いのちはずっといのち。~感情と敬意の話~

実体験・レポート

『死』のプロセス。

「じゃ、始めましょうか。」
そんな感じでめぐのお手本を見ながら作業は進んでいきます。
合鴨の羽を折りたたんで胴体を足の間に挟み、頭を掌で覆うようにして首を反らせます。
触ってみるとそこにはしっかりとした気管が通っているのがわかる。
その横に頸動脈が走っています。
そこに包丁の刃をあて、力を込めて一気に切り込む。  

だけど、慣れない私の包丁の刃は羽毛につかまってなかなか皮膚に到達しません。
皮膚に到達しても、その中の筋や気管がしっかりと頸動脈を守っているのでした。
ミシミシと音を立てながら、刃が少しずつ頸動脈ににじり寄る。

4年前、だから「ちゃんとできるように。
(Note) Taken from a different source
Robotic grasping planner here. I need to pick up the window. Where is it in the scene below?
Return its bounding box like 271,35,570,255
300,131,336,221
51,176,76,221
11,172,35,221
」と思ったのでした。
時間をかけずに、スッといけるように。

鮮やかな血液が静かに流れだします。
めぐ曰く、合鴨は鶏に比べて血が出切るまでの時間が長いんだそうです。
まだ生きているその体を両手と両膝で押さえながら、じっと待ち続けました。
すると、ここまでずっとおとなしかった合鴨が突然羽をバタバタさせて暴れだしました。
真っ赤な血を流しながら。

…なぜ今?もっと早く抵抗すればいいじゃない!

そう思いました。

でももしかしたら、気管が切り裂かれて血流がなくなったときに初めて「苦しい!」って体が反応しただけなのかもしれない。
反射?わかんないけど。
それも通り過ぎると、ぐったりしてそのまま動かなくなります。

これを見たときに私ね、「あぁ、『死』って終わりがあるのかな。」って思ったんですね。
生まれる時と同じように、『死』にもプロセスと終わりがある。
でもいのちが終わった気がしなかったんです。なぜか。
ぐったりした合鴨の体を抱き上げ、頭をなでて毛並みを整えてやる。
そのいのちに敬意を表したい。そんな気持ちからでした。